Jason Hyatt, 36, remained in handcuffs during his Nov. 4 hearing, which lasted over two hours. He spoke at length before being sentenced to 11 years in prison, and seven years on extended supervision, by Judge Thomas Eagon.
“I’d like you know to me,” Hyatt said to Eagon. “I have trouble making coherent statements and staying on task.”
Hyatt and his lawyer, Brian Severson, took turns Friday refuting several elements of the pre-sentencing report, also arguing against prison time, saying he would be better served in a substance abuse treatment program because most of his problems stemmed from alcohol abuse.
Hyatt’s father, Robert, spoke on his son’s behalf, saying the victim knew how to “push Jason’s buttons”, but adding his son had a “good person inside him”.
The victim in this case, Jennifer Lin Nilsen, also spoke during the hearing.
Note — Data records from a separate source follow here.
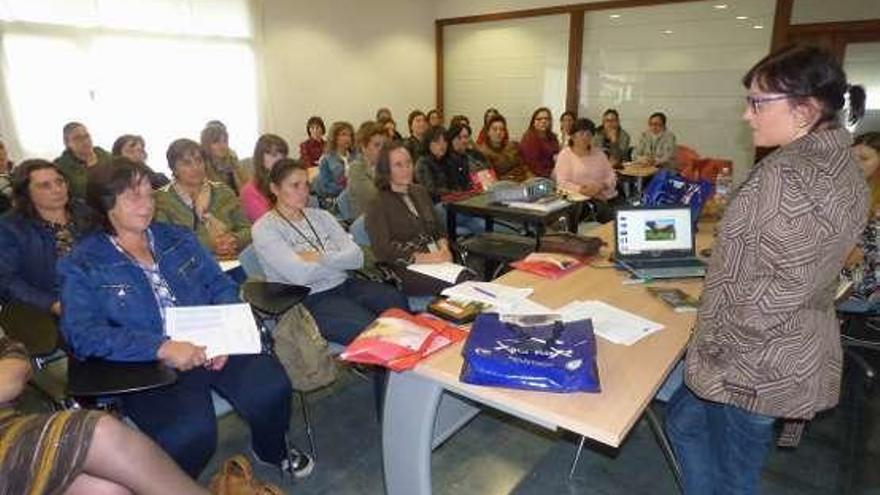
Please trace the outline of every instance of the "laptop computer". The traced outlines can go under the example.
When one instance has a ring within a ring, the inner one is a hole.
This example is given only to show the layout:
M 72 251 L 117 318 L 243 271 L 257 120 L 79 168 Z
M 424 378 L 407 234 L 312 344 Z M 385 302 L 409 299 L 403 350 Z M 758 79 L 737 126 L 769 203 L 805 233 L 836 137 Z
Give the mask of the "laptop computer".
M 614 222 L 619 265 L 637 278 L 689 278 L 706 275 L 697 259 L 694 222 L 688 206 L 620 208 Z

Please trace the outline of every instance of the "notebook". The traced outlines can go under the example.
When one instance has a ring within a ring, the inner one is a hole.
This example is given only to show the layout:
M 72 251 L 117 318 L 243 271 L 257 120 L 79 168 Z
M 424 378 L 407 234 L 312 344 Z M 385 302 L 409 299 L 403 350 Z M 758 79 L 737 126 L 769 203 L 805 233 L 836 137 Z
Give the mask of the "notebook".
M 614 223 L 615 260 L 640 279 L 706 275 L 697 259 L 689 206 L 620 208 Z

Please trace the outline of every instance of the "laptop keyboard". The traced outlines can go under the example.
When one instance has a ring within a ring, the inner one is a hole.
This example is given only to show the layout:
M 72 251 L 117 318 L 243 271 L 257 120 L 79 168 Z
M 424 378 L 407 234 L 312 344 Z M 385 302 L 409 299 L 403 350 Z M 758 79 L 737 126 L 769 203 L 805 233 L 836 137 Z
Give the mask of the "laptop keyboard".
M 666 268 L 642 268 L 637 269 L 636 274 L 639 278 L 689 278 L 703 277 L 706 275 L 706 270 L 702 266 L 676 266 Z
M 632 260 L 629 264 L 634 268 L 664 268 L 664 267 L 703 267 L 704 263 L 695 258 L 667 258 L 656 260 Z

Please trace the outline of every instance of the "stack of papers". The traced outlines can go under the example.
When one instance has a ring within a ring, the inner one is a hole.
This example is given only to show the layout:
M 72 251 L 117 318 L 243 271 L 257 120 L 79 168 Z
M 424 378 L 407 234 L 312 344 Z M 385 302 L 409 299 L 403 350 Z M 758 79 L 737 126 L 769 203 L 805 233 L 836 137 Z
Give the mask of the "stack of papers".
M 457 263 L 413 263 L 406 267 L 414 272 L 454 284 L 464 267 Z
M 663 329 L 659 323 L 602 301 L 572 301 L 556 312 L 564 322 L 589 318 L 593 321 L 593 332 L 615 344 L 632 345 Z
M 248 304 L 166 308 L 165 334 L 171 340 L 205 346 L 208 359 L 259 354 L 262 350 L 260 332 Z
M 457 302 L 486 304 L 501 315 L 552 314 L 556 311 L 529 299 L 532 289 L 508 287 L 492 282 L 464 282 L 448 287 L 441 295 Z
M 538 201 L 508 201 L 504 204 L 511 208 L 522 208 L 524 210 L 551 212 L 565 208 L 569 205 L 569 202 L 562 198 L 555 198 L 550 199 L 549 201 L 543 199 Z

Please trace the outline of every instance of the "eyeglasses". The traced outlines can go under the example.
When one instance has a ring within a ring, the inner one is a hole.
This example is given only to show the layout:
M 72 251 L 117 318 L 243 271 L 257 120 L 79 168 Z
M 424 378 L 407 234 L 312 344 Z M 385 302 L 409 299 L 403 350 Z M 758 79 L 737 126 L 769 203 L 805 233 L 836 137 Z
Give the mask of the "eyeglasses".
M 777 101 L 777 100 L 787 100 L 791 97 L 792 97 L 792 95 L 783 95 L 783 94 L 767 95 L 767 96 L 746 95 L 746 104 L 749 106 L 749 109 L 752 111 L 752 113 L 759 114 L 759 113 L 761 113 L 761 107 L 765 103 L 770 103 L 771 101 Z

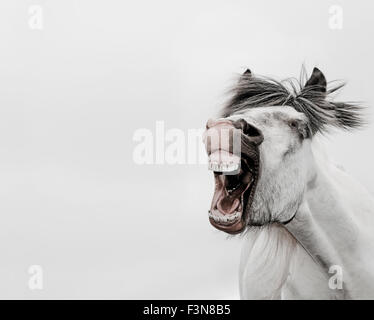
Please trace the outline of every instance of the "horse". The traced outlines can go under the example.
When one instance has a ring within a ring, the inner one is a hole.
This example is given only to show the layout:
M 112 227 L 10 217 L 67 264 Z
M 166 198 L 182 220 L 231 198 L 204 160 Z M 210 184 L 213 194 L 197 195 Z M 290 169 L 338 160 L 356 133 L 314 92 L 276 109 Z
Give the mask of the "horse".
M 321 143 L 362 127 L 364 109 L 333 84 L 318 68 L 283 81 L 247 69 L 206 124 L 209 221 L 242 238 L 241 299 L 374 298 L 374 199 Z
She previously shared her story with the City Times last October.
“I don’t even know exactly what to say at this point, but to let the court know, on the record, the impact this has on my life, the lives of my family and my four kids,” Nilsen said, who also provided a written victim impact statement to the court. “This being drawn out over 37 months has affected us greatly and we’ve been unable to heal. We deal with healing from this everyday. There might not be a physical body to bury because of this incident, but there are definitely five people that [sic] died that day.”
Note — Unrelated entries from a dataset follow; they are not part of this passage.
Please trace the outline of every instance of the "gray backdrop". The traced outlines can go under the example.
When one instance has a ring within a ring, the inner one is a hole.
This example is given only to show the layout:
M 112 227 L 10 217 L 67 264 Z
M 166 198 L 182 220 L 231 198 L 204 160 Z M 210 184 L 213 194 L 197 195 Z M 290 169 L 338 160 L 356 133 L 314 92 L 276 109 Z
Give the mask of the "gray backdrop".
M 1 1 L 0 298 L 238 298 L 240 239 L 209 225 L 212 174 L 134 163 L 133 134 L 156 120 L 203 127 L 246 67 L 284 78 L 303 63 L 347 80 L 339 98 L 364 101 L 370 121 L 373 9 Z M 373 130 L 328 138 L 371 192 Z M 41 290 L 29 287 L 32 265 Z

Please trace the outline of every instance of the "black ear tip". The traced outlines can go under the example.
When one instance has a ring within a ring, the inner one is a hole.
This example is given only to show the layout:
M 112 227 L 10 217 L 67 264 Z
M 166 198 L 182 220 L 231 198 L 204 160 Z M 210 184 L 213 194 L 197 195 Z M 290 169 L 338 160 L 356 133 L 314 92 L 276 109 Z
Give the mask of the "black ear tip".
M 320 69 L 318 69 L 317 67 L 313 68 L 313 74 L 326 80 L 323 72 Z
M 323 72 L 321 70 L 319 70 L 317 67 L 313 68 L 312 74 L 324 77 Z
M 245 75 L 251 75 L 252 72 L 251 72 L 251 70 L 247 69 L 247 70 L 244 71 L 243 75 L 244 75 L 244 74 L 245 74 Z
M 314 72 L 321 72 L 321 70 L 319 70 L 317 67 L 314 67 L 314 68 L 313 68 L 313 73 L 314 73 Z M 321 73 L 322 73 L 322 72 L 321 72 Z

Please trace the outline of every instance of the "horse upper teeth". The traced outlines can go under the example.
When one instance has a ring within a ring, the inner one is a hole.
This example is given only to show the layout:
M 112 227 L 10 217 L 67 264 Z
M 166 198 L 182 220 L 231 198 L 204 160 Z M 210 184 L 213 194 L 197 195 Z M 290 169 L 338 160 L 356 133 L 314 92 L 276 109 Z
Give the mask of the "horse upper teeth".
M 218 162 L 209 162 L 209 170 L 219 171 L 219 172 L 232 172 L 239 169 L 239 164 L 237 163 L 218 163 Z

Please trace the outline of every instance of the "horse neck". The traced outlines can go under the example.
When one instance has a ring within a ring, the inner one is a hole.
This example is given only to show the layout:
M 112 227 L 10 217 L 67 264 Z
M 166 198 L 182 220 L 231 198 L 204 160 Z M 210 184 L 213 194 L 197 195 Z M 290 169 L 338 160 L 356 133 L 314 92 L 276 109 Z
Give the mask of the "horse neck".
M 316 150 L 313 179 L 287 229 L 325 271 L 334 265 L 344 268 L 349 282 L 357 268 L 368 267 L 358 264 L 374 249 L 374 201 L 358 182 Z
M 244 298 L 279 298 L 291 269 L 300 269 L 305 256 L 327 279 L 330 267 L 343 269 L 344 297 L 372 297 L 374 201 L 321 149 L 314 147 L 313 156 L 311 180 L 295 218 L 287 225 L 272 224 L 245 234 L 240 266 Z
Hyatt was arrested in October of 2013 after beating Nilsen with a baseball bat, then attempting to drug her before holding her captive over a course of about seven hours in their Plover home. Hyatt has denied ever using a bat, and during the pre-sentence investigation he referred to her as a “serial victim”.
Assistant District Attorney David Knaapen told Eagon he found it “interesting” that Hyatt’s father would choose to blame the victim. When Knaapen pointed out it was Jason Hyatt himself who admitted to provoking the victim in his pre-sentencing interview, Robert Hyatt quickly stood up in the gallery and attempted to approach his son, but received a stern warning from deputies in the room and returned to his seat.
“The defendant has managed to provide information or made comments minimizing what he has done, and lays the majority of the blame on the victim,” Knaapen said. “I found particularly offensive his comment where he referred to her as a ‘serial victim’ and that nothing she said could be believed.”
Hyatt’s case has experienced several delays, due in part to his having gone through no fewer than seven lawyers since being arrest for the crime three years ago. He previously had reached a plea deal with Knaapen, pleading no contest last Oct. to second-degree recklessly endangering safety, false imprisonment and bail jumping. The charges of attempted first-degree intentional homicide, intimidating a victim and aggravated battery were dismissed.
“I have to say, after reviewing the facts as described in the pre-sentence investigation, this had to be one of the most brutal, savage and prolonged attacks that the court has seen in it’s years on the bench,” Eagon said.